Prima donna a scalare tutti gli 8000

 

Quando ho letto l’oggetto dell’email dalla National Geographic “First Woman to Summit All 14 Major Peaks Without Supplementary Oxygen” (Prima donna ad aver raggiunto tutte le 14 vette più alte senza supporto il supporto dell’ossigeno ndr) me ne sono immediatamente interessata.

Mi sono innamorata delle montagne, e della sfida di scalarle, cinque anni fa. Il mio fidanzato, Marco, mi ha introdotto all’arrampicata con le Prealpi Orobie, vicino alla sua città natale – Bergamo. Siamo stati anche fedeli adepti di alcuni alpinisti professionisti italiani come Simone Moro e Reinhold Messner.

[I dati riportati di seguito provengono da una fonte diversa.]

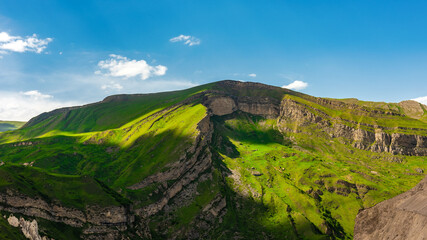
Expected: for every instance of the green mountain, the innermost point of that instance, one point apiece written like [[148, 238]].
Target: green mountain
[[219, 161], [10, 125]]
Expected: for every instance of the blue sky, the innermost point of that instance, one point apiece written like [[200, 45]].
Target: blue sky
[[83, 51]]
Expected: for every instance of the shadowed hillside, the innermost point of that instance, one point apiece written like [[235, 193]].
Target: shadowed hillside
[[219, 161]]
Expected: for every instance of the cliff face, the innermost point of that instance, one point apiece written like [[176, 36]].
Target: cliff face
[[402, 217], [292, 116], [362, 136], [101, 221], [238, 165]]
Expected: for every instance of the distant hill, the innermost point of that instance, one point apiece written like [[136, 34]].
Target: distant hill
[[10, 125], [225, 160]]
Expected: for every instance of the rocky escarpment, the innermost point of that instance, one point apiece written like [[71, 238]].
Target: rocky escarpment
[[103, 222], [223, 105], [30, 229], [294, 115], [402, 217]]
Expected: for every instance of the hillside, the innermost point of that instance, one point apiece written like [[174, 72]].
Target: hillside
[[10, 125], [224, 160]]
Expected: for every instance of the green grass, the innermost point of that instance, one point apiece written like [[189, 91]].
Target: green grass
[[10, 125], [87, 155], [290, 176], [70, 191]]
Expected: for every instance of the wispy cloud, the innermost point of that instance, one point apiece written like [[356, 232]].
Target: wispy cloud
[[422, 100], [112, 86], [296, 85], [32, 43], [119, 66], [188, 40], [22, 106]]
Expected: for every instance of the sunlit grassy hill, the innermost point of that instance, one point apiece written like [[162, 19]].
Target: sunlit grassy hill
[[10, 125], [218, 161]]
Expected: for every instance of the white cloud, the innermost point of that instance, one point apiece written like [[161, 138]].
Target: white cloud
[[20, 44], [22, 106], [119, 66], [36, 95], [296, 85], [422, 100], [112, 86], [188, 40]]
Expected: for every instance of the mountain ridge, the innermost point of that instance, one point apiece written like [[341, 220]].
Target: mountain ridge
[[228, 159]]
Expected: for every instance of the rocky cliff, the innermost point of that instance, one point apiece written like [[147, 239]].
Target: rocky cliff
[[225, 161], [402, 217]]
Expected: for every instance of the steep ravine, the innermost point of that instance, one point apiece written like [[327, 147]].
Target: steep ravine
[[402, 217], [198, 183]]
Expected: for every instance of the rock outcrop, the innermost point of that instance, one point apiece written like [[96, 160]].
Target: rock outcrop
[[294, 115], [93, 220], [30, 229], [402, 217]]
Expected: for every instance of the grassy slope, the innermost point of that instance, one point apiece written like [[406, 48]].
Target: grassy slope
[[71, 191], [122, 142], [10, 125], [290, 176]]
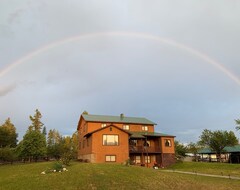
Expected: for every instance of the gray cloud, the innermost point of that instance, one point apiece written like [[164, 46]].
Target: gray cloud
[[4, 90]]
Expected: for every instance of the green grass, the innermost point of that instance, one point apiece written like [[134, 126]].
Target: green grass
[[208, 168], [104, 176]]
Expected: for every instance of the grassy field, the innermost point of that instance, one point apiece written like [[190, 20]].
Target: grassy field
[[104, 176], [208, 168]]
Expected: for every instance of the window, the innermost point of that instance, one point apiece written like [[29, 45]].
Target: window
[[147, 159], [104, 125], [168, 142], [126, 127], [83, 143], [110, 140], [133, 142], [110, 158], [147, 143], [87, 141], [144, 128], [138, 160]]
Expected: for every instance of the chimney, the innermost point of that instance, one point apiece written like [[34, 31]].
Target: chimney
[[121, 116]]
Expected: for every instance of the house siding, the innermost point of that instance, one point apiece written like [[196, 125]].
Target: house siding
[[91, 148]]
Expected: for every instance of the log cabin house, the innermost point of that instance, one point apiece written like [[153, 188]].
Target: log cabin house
[[119, 138]]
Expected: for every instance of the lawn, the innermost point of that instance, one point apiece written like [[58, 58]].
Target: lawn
[[208, 168], [104, 176]]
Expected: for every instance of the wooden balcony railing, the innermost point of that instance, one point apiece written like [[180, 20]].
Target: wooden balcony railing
[[144, 149]]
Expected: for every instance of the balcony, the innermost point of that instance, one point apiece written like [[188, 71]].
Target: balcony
[[144, 149]]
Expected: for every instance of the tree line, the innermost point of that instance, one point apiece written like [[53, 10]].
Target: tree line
[[36, 144], [216, 141]]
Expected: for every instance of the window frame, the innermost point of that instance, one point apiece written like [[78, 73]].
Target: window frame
[[126, 127], [167, 142], [110, 156], [138, 161], [144, 128], [107, 143], [147, 159]]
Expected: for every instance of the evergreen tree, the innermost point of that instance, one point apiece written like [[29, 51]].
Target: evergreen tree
[[54, 144], [217, 140], [36, 121], [8, 135], [33, 145]]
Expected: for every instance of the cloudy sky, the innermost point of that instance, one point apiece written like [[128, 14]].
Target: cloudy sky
[[176, 63]]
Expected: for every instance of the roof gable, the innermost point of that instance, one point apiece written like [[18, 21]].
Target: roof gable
[[117, 119], [90, 133]]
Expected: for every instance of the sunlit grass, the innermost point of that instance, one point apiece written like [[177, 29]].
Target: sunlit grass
[[104, 176], [209, 168]]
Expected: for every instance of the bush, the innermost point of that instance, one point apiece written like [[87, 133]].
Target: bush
[[57, 166]]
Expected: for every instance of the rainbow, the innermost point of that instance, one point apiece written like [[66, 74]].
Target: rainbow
[[166, 41]]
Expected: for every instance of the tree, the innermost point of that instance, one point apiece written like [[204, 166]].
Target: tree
[[8, 135], [180, 150], [33, 145], [8, 154], [54, 144], [36, 121], [67, 150], [217, 140], [75, 144], [193, 148]]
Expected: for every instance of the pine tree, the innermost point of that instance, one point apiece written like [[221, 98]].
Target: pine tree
[[8, 135], [33, 145]]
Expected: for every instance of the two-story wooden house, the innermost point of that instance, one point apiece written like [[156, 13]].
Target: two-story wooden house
[[119, 138]]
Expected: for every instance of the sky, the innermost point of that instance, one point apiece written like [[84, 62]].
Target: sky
[[176, 63]]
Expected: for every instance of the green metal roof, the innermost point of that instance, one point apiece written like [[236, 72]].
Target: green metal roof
[[117, 119], [148, 134], [227, 149]]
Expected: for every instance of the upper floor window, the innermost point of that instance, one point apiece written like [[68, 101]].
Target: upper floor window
[[104, 125], [147, 159], [83, 143], [126, 127], [110, 158], [168, 142], [110, 140], [137, 159], [147, 143], [144, 128]]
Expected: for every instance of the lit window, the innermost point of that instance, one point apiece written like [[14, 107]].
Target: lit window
[[110, 140], [147, 159], [104, 125], [138, 160], [144, 128], [83, 143], [126, 127], [168, 142], [146, 143], [110, 158]]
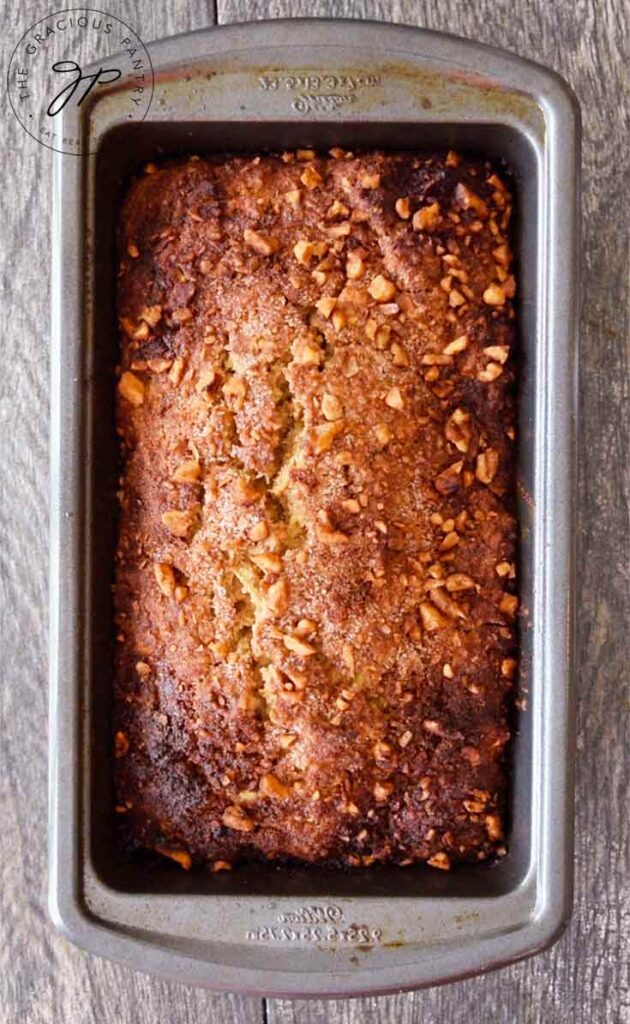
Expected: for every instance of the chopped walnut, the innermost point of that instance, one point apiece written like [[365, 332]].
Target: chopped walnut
[[393, 398], [509, 604], [459, 581], [298, 646], [259, 530], [383, 434], [381, 289], [181, 857], [304, 251], [403, 208], [310, 177], [187, 472], [508, 668], [439, 860], [494, 295], [493, 826], [354, 266], [497, 352], [326, 304], [178, 522], [470, 201], [487, 465], [306, 353], [325, 434], [431, 619], [457, 345]]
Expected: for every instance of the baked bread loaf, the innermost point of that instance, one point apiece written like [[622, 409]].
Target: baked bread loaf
[[316, 572]]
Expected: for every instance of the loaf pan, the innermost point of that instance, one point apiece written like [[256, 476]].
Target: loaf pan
[[311, 931]]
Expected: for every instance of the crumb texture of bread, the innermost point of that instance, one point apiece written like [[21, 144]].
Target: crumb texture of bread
[[316, 584]]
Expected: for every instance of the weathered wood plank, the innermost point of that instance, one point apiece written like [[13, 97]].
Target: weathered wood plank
[[584, 978]]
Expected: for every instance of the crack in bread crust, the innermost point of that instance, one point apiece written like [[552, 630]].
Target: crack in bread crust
[[316, 589]]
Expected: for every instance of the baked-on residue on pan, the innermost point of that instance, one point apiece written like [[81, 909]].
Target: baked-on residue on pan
[[316, 582]]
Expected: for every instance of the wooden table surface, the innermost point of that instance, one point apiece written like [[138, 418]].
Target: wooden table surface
[[584, 978]]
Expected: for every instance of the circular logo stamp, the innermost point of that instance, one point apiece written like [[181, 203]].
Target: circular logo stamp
[[64, 60]]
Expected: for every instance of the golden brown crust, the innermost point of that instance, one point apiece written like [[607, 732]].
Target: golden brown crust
[[316, 566]]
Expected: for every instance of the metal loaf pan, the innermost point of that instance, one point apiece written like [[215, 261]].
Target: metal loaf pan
[[307, 931]]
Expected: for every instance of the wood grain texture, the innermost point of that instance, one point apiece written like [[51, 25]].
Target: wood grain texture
[[43, 979], [584, 978]]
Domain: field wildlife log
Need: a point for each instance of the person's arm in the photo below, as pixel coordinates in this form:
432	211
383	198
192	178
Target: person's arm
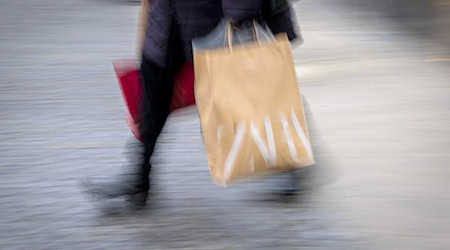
241	10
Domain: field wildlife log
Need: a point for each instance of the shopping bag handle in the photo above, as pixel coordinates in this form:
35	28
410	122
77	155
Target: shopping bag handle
229	29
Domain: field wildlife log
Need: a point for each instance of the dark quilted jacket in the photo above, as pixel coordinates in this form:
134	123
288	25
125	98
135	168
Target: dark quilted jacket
183	20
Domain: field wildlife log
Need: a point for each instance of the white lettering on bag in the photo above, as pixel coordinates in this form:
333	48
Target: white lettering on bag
300	133
229	163
289	139
268	151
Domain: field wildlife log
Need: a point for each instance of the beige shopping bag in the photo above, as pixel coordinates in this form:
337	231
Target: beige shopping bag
250	109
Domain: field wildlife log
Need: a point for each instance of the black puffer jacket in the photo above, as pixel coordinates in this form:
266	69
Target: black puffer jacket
184	20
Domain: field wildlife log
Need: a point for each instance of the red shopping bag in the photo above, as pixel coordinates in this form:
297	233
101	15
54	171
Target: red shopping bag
129	78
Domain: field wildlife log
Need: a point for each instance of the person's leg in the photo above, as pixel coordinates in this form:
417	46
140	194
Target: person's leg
133	182
157	90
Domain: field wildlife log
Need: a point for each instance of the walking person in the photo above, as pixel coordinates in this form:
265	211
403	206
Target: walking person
170	28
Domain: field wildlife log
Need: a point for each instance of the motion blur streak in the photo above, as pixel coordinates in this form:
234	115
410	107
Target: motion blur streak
376	76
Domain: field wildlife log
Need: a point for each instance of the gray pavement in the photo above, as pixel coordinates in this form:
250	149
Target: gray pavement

Il K2 è considerata la montagna tecnicamente più difficile e pericolosa da scalare, moltissimi alpinisti sono morti provandoci. La forza mentale ed il coraggio devono essere immensi, come lo sono stati per Gerlinde Keltenbrunner al suo quarto tentativo. Che fantastica esperienza per Gerlinde essere stata in grado di scalare le 14 maggiori vette! Il K2 è stata l’ultima e la più difficile.

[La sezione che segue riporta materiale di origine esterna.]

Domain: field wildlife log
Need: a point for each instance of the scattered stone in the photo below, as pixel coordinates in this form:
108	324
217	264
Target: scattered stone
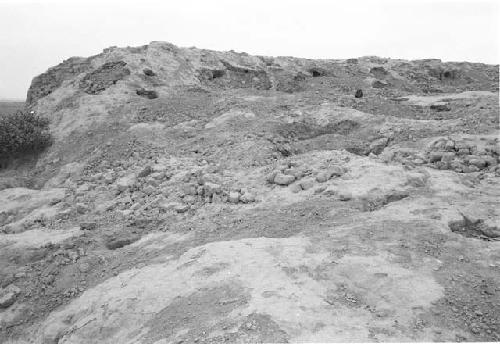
377	146
149	190
125	183
295	187
323	176
380	84
8	296
88	226
306	184
118	241
147	93
284	179
148	72
439	107
181	208
247	197
448	157
478	162
345	196
320	189
234	197
146	171
81	208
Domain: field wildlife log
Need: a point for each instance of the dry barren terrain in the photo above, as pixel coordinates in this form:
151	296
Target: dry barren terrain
194	196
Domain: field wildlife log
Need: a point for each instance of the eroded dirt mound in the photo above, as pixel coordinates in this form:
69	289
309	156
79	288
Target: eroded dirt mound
195	196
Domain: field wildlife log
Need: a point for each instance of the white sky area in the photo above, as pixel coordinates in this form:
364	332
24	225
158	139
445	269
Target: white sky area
35	35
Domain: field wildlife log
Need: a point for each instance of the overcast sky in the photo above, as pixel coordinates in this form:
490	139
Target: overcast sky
35	35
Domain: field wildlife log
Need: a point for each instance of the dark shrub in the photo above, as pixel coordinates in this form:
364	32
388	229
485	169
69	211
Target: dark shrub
21	134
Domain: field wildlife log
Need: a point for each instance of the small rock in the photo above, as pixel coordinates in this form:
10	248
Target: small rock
247	197
124	183
377	146
8	296
435	156
345	196
306	184
323	176
148	72
380	84
234	197
146	171
479	163
149	190
337	171
81	208
448	157
450	145
439	107
320	189
84	267
181	208
88	226
295	188
283	179
113	243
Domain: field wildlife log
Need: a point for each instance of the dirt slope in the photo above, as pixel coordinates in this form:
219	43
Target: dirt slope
195	196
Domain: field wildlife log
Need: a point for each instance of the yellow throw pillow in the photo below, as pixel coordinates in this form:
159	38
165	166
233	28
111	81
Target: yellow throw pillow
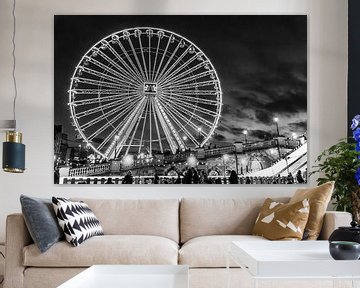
319	198
279	221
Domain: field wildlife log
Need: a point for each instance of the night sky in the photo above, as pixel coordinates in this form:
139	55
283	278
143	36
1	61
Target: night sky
261	62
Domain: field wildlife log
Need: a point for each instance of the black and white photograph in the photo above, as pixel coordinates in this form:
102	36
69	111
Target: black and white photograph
180	99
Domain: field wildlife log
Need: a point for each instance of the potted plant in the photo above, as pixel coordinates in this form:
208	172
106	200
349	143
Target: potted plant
341	163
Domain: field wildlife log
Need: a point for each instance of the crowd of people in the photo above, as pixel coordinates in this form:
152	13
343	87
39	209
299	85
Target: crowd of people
193	176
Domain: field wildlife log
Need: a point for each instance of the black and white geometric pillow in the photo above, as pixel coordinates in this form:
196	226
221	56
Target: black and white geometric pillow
77	220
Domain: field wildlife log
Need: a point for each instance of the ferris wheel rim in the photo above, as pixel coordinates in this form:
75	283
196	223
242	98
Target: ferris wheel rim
133	29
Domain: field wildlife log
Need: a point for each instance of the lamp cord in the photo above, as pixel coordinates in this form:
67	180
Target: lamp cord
2	280
14	58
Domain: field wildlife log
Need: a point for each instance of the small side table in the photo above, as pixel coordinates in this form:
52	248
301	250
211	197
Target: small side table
286	263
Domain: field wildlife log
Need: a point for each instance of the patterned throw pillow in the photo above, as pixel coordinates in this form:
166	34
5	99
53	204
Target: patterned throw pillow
77	220
279	221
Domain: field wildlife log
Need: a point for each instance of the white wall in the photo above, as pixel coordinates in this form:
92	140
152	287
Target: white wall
327	88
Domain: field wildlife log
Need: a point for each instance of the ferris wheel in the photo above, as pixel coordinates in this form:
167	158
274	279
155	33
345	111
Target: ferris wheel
144	89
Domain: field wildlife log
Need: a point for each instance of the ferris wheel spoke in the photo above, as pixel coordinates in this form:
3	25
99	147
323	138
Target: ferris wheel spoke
130	123
171	68
143	57
193	98
183	110
171	126
192	78
143	129
183	128
192	106
138	120
154	91
97	82
149	55
114	131
130	72
115	64
162	59
112	121
168	61
126	124
114	105
106	115
79	91
137	59
194	92
123	74
150	130
131	62
123	96
181	67
195	85
179	117
156	56
166	126
104	76
156	125
179	75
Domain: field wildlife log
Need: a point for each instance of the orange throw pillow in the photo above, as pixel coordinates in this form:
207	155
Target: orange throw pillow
279	221
319	198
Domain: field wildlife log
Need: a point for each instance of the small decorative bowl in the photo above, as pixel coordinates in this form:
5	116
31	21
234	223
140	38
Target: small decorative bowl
344	250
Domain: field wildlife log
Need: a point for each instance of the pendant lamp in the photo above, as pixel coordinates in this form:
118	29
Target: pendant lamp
13	149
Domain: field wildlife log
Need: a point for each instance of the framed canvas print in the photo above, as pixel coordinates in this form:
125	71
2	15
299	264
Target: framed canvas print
175	99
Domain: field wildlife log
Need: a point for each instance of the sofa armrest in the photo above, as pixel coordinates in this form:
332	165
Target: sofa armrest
17	237
333	220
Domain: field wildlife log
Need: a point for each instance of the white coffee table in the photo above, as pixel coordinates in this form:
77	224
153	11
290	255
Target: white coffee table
131	276
296	260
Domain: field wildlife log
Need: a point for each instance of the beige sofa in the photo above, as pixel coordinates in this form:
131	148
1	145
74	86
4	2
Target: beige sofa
194	232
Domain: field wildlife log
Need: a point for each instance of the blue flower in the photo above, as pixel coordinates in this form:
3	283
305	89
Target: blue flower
357	176
355	123
356	134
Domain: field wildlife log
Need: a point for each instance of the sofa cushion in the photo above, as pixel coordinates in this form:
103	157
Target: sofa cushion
158	217
77	220
201	217
107	249
279	221
41	221
211	251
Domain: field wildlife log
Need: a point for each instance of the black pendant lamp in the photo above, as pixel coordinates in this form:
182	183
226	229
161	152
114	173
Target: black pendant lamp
13	149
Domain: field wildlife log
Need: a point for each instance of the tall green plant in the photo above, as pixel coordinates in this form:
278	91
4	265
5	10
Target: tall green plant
339	163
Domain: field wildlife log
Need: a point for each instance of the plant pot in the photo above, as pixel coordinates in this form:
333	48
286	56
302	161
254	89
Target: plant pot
343	250
350	234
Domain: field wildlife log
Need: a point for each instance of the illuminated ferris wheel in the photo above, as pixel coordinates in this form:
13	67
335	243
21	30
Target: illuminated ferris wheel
144	89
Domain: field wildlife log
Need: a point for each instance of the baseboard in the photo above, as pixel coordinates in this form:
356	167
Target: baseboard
2	263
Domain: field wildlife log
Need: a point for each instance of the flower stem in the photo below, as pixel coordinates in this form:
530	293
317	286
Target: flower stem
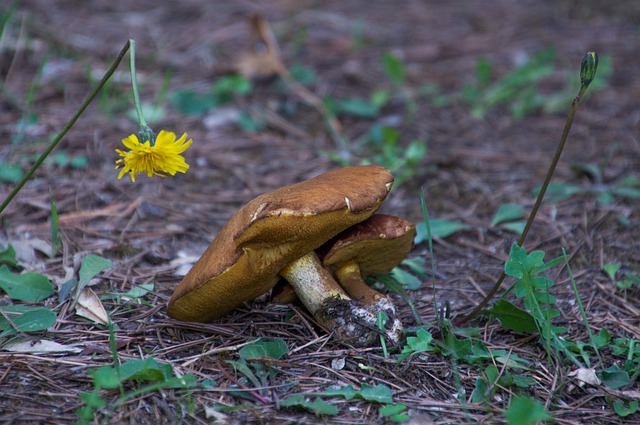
68	126
134	84
588	68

Date un’occhiata alle foto qui sotto, danno un’idea della spedizione:

L’alpinista austriaca Gerlinde Kaltenbrunner saluta al raggiungimento del vertice del K2, la seconda montagna più alta del mondo. Raggiungendo la cima è diventata la prima donna sulle 14 cime più alte senza il supporto dell’ossigeno di riserva.

Raggiungendo la cima del K2 al suo quarto tentativo, Gerlinde Kaltenbrunner, una scalatrice austriaca quarantenne residente in Germania, è diventata la prima donna a raggiungere tutte le 14 cime oltre gli 8.000 metri senza il supporto dell’ossigeno. La Kaltenbrunner ha raggiunto la vetta del K2, la seconda montagna più alta del mondo, alle 18.18 (ora locale) del 23 Agosto, un martedì.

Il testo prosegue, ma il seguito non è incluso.